Cause: In most cases, a dockerd exception occurs because the dockerd configuration is invalid, the dockerd process is overloaded, or the node is overloaded.

Symptoms:

  • The dockerd service status is inactive.

  • The dockerd service status is active (running) but dockerd is not functioning correctly — for example, docker ps or docker exec commands fail.

  • The node condition RuntimeOffline is True.

  • If you enabled alerting for cluster nodes, you receive an alert when a dockerd exception occurs.

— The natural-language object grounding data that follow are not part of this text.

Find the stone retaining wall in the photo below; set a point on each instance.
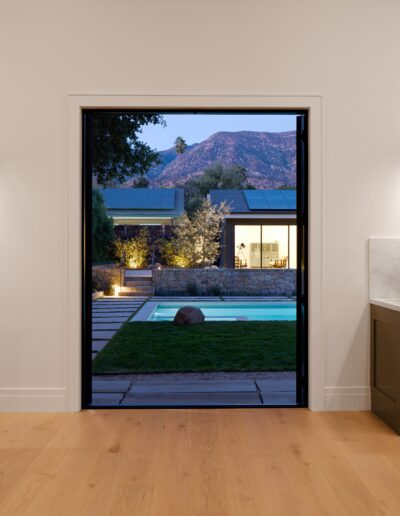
(242, 282)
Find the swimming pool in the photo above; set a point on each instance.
(221, 310)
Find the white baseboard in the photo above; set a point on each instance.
(347, 398)
(32, 399)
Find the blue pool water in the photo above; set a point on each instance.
(226, 311)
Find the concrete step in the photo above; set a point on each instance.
(133, 282)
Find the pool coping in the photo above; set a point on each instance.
(145, 313)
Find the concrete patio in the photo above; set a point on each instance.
(181, 391)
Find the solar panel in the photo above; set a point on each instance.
(270, 199)
(139, 198)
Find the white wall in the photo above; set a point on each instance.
(347, 51)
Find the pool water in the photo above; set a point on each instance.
(226, 311)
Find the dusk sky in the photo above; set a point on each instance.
(196, 128)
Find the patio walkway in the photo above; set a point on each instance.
(181, 392)
(108, 315)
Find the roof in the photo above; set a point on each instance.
(144, 202)
(256, 201)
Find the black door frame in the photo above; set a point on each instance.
(302, 251)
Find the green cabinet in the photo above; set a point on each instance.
(385, 365)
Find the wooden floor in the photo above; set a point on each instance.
(198, 462)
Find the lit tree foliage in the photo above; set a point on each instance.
(180, 145)
(196, 242)
(134, 253)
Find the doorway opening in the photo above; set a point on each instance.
(195, 258)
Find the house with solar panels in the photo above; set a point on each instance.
(132, 208)
(260, 231)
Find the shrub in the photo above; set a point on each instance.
(135, 252)
(104, 279)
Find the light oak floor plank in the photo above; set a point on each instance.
(214, 462)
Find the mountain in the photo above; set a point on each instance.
(270, 159)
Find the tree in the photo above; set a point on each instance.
(135, 252)
(117, 152)
(180, 145)
(141, 182)
(215, 177)
(196, 240)
(102, 230)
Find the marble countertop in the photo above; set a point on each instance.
(392, 303)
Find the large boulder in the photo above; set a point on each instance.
(188, 315)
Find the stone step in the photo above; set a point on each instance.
(130, 283)
(145, 288)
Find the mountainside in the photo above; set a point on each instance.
(270, 159)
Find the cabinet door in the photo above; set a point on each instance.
(387, 359)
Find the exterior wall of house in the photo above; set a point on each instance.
(242, 282)
(344, 51)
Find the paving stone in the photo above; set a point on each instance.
(98, 345)
(107, 397)
(190, 399)
(109, 318)
(106, 326)
(201, 386)
(100, 335)
(276, 385)
(120, 386)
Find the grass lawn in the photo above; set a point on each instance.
(151, 347)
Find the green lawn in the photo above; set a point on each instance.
(150, 347)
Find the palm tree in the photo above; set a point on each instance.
(180, 145)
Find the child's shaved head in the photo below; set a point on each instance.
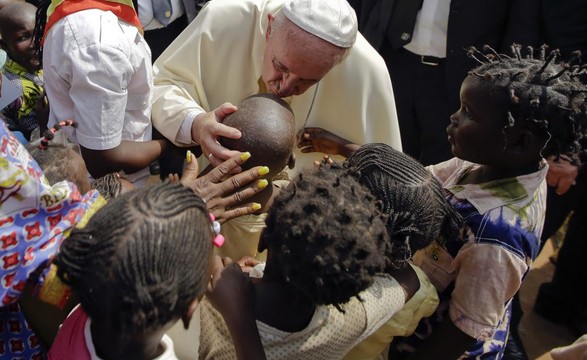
(267, 125)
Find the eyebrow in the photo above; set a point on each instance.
(285, 69)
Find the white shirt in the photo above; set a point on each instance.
(98, 72)
(430, 31)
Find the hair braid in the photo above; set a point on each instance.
(412, 200)
(326, 237)
(134, 273)
(548, 96)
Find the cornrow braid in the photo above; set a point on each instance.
(325, 237)
(109, 185)
(50, 133)
(544, 94)
(142, 258)
(412, 200)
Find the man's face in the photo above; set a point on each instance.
(292, 64)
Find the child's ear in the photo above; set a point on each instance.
(261, 246)
(187, 316)
(291, 163)
(523, 142)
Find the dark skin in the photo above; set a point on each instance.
(229, 282)
(478, 134)
(314, 139)
(221, 194)
(128, 156)
(273, 304)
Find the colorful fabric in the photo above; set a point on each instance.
(59, 9)
(478, 274)
(21, 114)
(34, 219)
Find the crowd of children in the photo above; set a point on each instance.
(374, 257)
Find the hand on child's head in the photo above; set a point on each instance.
(221, 191)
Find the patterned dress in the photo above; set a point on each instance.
(477, 274)
(21, 114)
(34, 219)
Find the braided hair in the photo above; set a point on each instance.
(546, 96)
(109, 185)
(142, 258)
(412, 200)
(60, 161)
(324, 238)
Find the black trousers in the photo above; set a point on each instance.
(569, 281)
(421, 101)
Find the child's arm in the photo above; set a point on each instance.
(447, 342)
(231, 293)
(129, 156)
(320, 140)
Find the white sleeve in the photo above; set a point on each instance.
(381, 301)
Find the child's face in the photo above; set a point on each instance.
(475, 131)
(18, 43)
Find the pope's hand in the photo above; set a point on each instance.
(206, 129)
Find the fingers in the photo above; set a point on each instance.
(223, 110)
(564, 185)
(228, 166)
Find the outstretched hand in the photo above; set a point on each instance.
(206, 129)
(314, 139)
(221, 190)
(561, 174)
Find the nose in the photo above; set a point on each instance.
(288, 85)
(453, 119)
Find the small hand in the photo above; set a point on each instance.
(208, 127)
(230, 290)
(247, 263)
(42, 110)
(561, 174)
(221, 190)
(320, 140)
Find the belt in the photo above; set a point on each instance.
(423, 59)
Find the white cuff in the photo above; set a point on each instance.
(184, 135)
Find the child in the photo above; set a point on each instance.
(514, 112)
(23, 68)
(416, 213)
(135, 280)
(59, 161)
(323, 290)
(267, 125)
(112, 185)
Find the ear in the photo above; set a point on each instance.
(291, 163)
(261, 246)
(270, 18)
(523, 143)
(187, 316)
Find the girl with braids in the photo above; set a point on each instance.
(60, 161)
(136, 280)
(323, 289)
(416, 212)
(515, 112)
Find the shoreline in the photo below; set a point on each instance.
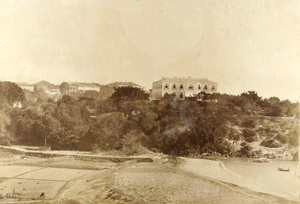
(217, 170)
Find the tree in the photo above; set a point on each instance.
(128, 94)
(11, 92)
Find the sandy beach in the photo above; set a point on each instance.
(71, 180)
(259, 177)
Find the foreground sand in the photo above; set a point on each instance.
(260, 177)
(162, 181)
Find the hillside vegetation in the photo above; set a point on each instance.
(128, 122)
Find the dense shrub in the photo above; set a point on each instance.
(249, 135)
(281, 138)
(248, 123)
(271, 143)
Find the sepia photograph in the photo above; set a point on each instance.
(149, 101)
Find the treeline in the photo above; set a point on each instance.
(128, 120)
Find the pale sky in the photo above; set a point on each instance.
(241, 45)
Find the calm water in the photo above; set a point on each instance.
(267, 174)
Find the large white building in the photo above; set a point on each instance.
(182, 87)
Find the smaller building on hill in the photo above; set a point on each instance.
(78, 87)
(47, 87)
(25, 86)
(123, 84)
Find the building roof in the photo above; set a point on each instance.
(83, 84)
(203, 80)
(47, 85)
(117, 84)
(23, 84)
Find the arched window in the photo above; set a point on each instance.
(181, 95)
(199, 86)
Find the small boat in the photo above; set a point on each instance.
(281, 169)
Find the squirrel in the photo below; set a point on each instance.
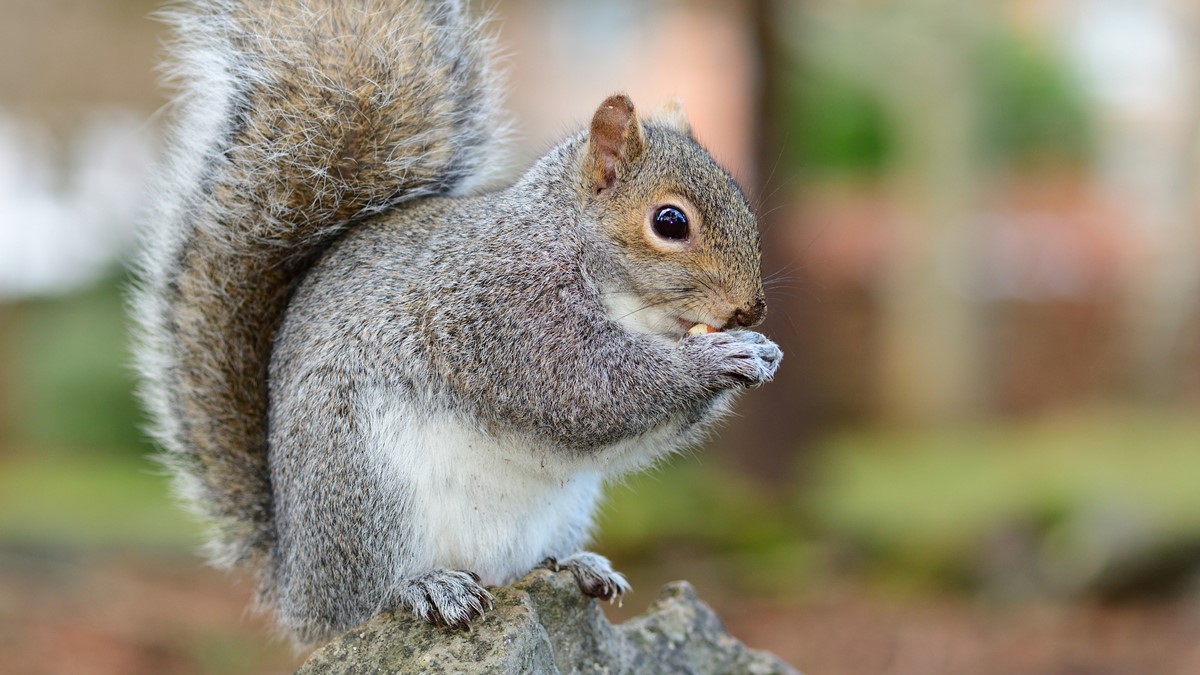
(387, 384)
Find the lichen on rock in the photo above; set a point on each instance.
(544, 625)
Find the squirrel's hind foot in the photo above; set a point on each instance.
(447, 597)
(594, 574)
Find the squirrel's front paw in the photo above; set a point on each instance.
(594, 574)
(445, 596)
(742, 357)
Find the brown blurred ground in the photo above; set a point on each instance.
(124, 614)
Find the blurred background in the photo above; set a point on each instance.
(983, 242)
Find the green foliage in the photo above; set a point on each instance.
(90, 501)
(835, 124)
(837, 120)
(923, 507)
(72, 371)
(1031, 111)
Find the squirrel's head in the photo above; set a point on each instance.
(684, 242)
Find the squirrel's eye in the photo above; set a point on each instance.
(671, 223)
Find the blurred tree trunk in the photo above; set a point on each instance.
(929, 351)
(774, 423)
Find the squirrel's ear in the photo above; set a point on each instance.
(672, 114)
(615, 143)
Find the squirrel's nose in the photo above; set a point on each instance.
(750, 315)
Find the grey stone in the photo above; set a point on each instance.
(544, 623)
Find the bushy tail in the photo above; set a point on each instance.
(298, 119)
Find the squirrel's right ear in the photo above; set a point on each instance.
(615, 143)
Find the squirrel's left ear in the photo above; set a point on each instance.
(615, 143)
(672, 114)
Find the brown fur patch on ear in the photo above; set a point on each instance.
(615, 142)
(673, 115)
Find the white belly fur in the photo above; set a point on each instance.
(477, 503)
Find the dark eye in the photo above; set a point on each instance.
(671, 223)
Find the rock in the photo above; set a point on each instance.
(544, 623)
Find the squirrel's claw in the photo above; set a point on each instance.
(595, 575)
(447, 597)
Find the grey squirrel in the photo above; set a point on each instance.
(385, 387)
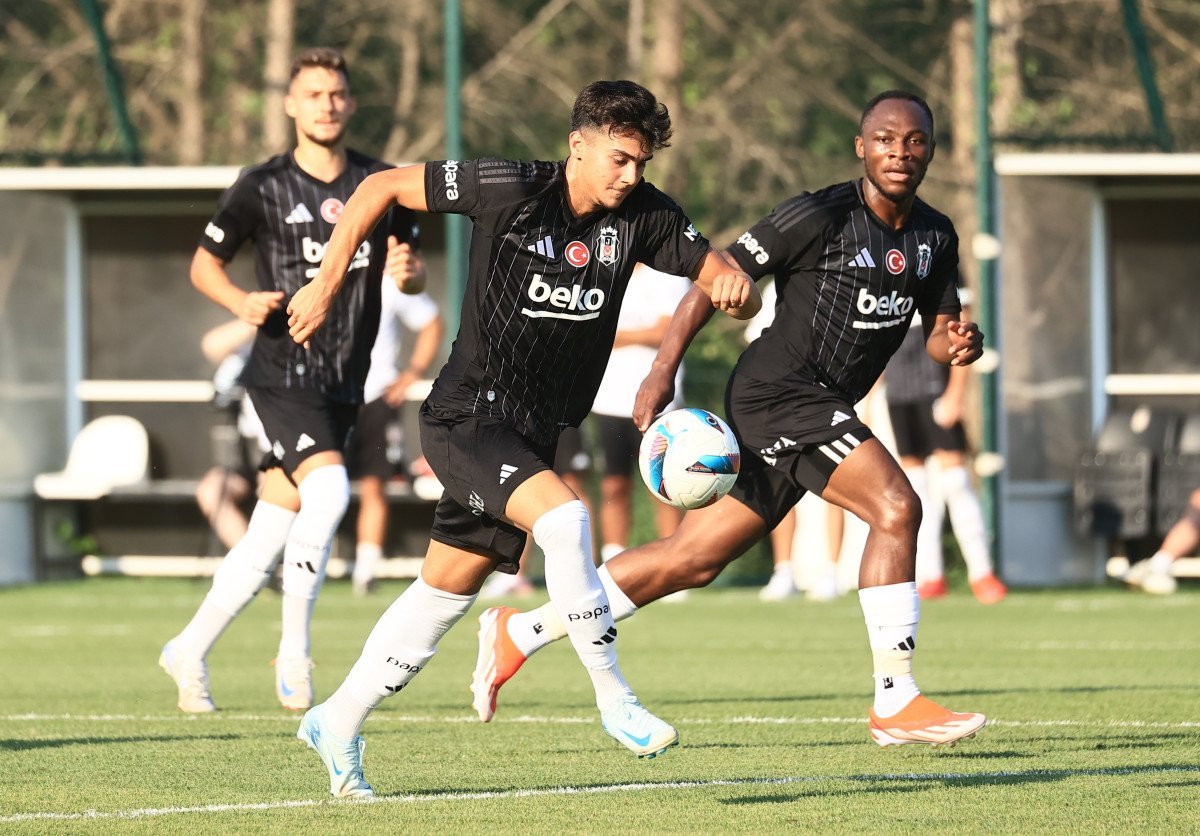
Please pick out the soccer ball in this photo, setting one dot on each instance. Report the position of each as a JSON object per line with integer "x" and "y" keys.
{"x": 689, "y": 458}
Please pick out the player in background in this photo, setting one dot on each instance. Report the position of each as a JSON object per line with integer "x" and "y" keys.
{"x": 306, "y": 397}
{"x": 1153, "y": 575}
{"x": 852, "y": 263}
{"x": 649, "y": 304}
{"x": 229, "y": 482}
{"x": 552, "y": 250}
{"x": 376, "y": 449}
{"x": 925, "y": 403}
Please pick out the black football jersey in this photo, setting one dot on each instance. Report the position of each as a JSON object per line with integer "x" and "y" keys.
{"x": 847, "y": 287}
{"x": 289, "y": 215}
{"x": 544, "y": 288}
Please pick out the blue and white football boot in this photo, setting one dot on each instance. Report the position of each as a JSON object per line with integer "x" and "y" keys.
{"x": 639, "y": 731}
{"x": 342, "y": 758}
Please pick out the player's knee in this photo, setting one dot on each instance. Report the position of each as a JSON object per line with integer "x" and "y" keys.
{"x": 899, "y": 509}
{"x": 702, "y": 558}
{"x": 325, "y": 493}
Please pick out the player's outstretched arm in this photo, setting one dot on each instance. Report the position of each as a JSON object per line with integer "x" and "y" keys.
{"x": 727, "y": 286}
{"x": 370, "y": 202}
{"x": 952, "y": 342}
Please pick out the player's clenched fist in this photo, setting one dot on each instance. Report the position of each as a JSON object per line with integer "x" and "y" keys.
{"x": 733, "y": 292}
{"x": 257, "y": 306}
{"x": 307, "y": 311}
{"x": 405, "y": 265}
{"x": 966, "y": 342}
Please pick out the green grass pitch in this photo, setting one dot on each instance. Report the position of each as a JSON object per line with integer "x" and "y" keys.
{"x": 1092, "y": 696}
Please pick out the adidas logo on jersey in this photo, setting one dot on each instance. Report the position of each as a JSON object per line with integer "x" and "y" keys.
{"x": 862, "y": 260}
{"x": 544, "y": 247}
{"x": 300, "y": 214}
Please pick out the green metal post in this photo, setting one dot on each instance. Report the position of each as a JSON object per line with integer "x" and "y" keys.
{"x": 113, "y": 85}
{"x": 1146, "y": 73}
{"x": 988, "y": 295}
{"x": 456, "y": 224}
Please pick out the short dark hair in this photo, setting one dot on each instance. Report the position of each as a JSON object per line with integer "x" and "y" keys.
{"x": 622, "y": 107}
{"x": 903, "y": 95}
{"x": 319, "y": 56}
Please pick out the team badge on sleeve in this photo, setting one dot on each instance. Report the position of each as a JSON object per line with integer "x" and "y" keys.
{"x": 331, "y": 210}
{"x": 607, "y": 246}
{"x": 924, "y": 259}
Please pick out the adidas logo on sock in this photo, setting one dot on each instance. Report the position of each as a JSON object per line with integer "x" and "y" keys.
{"x": 300, "y": 214}
{"x": 862, "y": 260}
{"x": 607, "y": 638}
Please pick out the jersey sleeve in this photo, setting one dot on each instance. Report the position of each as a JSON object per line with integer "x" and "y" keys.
{"x": 775, "y": 242}
{"x": 672, "y": 244}
{"x": 238, "y": 218}
{"x": 941, "y": 289}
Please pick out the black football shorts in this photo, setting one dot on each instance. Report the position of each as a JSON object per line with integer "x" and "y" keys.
{"x": 300, "y": 422}
{"x": 792, "y": 439}
{"x": 480, "y": 462}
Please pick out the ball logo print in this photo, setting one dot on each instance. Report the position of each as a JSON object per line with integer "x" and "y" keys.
{"x": 577, "y": 254}
{"x": 331, "y": 210}
{"x": 689, "y": 458}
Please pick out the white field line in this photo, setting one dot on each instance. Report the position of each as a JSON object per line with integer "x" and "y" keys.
{"x": 147, "y": 812}
{"x": 388, "y": 719}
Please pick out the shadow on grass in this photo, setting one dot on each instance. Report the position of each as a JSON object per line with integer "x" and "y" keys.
{"x": 912, "y": 782}
{"x": 59, "y": 743}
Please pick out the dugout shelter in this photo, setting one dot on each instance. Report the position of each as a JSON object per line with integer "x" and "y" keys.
{"x": 1097, "y": 301}
{"x": 99, "y": 317}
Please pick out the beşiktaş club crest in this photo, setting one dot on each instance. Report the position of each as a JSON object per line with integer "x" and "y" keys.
{"x": 607, "y": 246}
{"x": 924, "y": 259}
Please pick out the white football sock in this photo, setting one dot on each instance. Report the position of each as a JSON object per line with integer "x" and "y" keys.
{"x": 400, "y": 645}
{"x": 610, "y": 551}
{"x": 930, "y": 560}
{"x": 892, "y": 614}
{"x": 579, "y": 597}
{"x": 534, "y": 630}
{"x": 324, "y": 494}
{"x": 366, "y": 558}
{"x": 966, "y": 519}
{"x": 240, "y": 576}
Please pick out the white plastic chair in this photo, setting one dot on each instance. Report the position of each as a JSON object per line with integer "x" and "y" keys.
{"x": 111, "y": 451}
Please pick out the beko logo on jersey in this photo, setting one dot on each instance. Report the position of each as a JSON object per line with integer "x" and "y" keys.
{"x": 315, "y": 251}
{"x": 573, "y": 302}
{"x": 450, "y": 170}
{"x": 751, "y": 244}
{"x": 893, "y": 305}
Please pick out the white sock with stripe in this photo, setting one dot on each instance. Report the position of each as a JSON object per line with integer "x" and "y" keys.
{"x": 892, "y": 613}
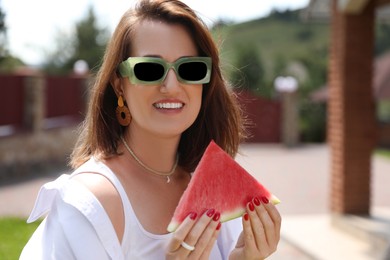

See Alert management to configure alert rules.

Solution:

  1. Restart dockerd:

    systemctl restart docker
  2. Check whether dockerd is now healthy:

    systemctl status docker
  3. If the status is still abnormal, check the logs:

    journalctl -u docker

containerd exceptions - RuntimeOffline

Cause: In most cases, a containerd exception occurs because the containerd configuration is invalid, the containerd process is overloaded, or the node is overloaded.

Symptoms:

  • The containerd service status is inactive.

  • The node condition RuntimeOffline is True.

  • If you enabled alerting for cluster nodes, you receive an alert when a containerd exception occurs. See Alert management to configure alert rules.

Solution:

  1. Restart containerd:

    systemctl restart containerd
  2. Check whether containerd is now healthy:

    systemctl status containerd
  3. If the status is still abnormal, check the logs:

    journalctl -u containerd

NTP exceptions - NTPProblem

Cause: In most cases, an NTP exception occurs because the status of the NTP process is abnormal.

Symptoms:

  • The chronyd service status is inactive.

  • The node condition NTPProblem is True.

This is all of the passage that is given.